—
title: “solution2”
output: html_document
—
“`{r setup, include=FALSE}
knitr::opts_chunk$set(echo = TRUE)
“`
## Question 3
### Load data
“`{r}
train = read.csv(“linear-train.csv”)
test = read.csv(“linear-test.csv”)
“`
### 3.a
“`{r}
getMSE <- function(y, pred)
{
return (mean( (y - pred)^2))
}
model = lm(out~in1+in2+in3+in4, train[1:2000, ])
pred = predict(model, train[2001:2200, ] )
mse = getMSE( train[2001:2200, "out"], pred)
mse
```
The MSE of the 100 predictions for the test set is 5.986125.
### 3.b
```{r}
mean(train[, "in1"])
mean(train[, "in2"])
mean(train[, "in3"])
mean(train[, "in4"])
```
```{r}
library(caret)
trainX = train[,c("in1", "in2", "in3", "in4")]
standardizedPara = preProcess(trainX, method=c("center", "scale"))
standardizedTrainX = predict(standardizedPara, trainX)
standardizedTrainX["out"] = train["out"]
standardizedModel = lm(out~in1+in2+in3+in4, standardizedTrainX[1:2000, ])
standardizedPred = predict(standardizedModel, standardizedTrainX[2001:2200, ] )
standardizedMse = getMSE( standardizedTrainX[2001:2200, "out"], standardizedPred)
standardizedMse
```
```{r}
rangePara = preProcess(trainX, method=c("range"))
rangeTrainX = predict(rangePara, trainX)
rangeTrainX["out"] = train["out"]
rangeModel = lm(out~in1+in2+in3+in4, rangeTrainX[1:2000, ])
rangePred = predict(rangeModel, rangeTrainX[2001:2200, ] )
rangeMse = getMSE( rangeTrainX[2001:2200, "out"], rangePred)
rangeMse
```
The 4 input variables have different scale, especially the variable "in3" has large difference with others. The possible improvements are
1. standardize: transfrom each variable to mean 0 and standard deviation 1
2. scale each variables to range [0, 1]
For each above two preprossing steps, I train the model and test on the lat 200 rows. Interestingly, they have the same MSE with the original one.

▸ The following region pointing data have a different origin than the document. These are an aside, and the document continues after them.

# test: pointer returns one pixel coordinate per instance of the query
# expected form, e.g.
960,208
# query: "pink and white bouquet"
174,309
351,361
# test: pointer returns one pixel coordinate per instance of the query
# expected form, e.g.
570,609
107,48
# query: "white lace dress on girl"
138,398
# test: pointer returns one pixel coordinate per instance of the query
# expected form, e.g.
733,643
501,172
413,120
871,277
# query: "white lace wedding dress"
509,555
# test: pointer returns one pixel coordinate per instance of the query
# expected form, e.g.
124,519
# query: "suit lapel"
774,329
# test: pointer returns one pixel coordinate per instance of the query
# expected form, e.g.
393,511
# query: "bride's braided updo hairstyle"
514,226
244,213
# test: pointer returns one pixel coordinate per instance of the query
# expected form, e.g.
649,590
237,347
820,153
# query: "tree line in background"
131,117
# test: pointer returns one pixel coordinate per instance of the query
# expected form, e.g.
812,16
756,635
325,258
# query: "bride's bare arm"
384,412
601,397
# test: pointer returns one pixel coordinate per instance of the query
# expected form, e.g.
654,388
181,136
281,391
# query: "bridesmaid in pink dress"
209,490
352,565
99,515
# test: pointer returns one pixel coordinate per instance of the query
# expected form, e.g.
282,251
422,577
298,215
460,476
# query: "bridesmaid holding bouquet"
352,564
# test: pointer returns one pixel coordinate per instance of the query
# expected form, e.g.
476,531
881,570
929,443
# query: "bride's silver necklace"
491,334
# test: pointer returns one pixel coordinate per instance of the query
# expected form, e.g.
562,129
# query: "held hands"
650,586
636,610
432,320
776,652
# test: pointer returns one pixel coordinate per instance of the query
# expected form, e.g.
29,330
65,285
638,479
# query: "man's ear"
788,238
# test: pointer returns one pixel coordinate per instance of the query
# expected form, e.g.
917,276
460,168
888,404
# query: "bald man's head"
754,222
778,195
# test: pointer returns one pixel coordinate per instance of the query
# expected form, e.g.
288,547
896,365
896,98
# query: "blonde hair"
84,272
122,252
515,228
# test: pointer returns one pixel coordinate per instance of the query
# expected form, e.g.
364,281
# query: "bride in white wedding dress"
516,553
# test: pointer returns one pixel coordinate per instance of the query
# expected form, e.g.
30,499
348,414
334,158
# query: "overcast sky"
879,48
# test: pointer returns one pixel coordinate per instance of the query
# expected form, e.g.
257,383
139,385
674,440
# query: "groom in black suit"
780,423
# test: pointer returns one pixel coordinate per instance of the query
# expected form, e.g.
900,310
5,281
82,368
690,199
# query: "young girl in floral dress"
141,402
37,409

I decide to choose method 2 finally, this method ensures all variables have the same scale.
### 3.c
```{r}
rangeTestX = predict(rangePara, test[,c("in1", "in2", "in3", "in4")])
predTest = predict(rangeModel, rangeTestX)
predTest
```
```{r}
getMSE(predTest, test["out"])
```
The prediction is shown above and the MSE is 7.238796.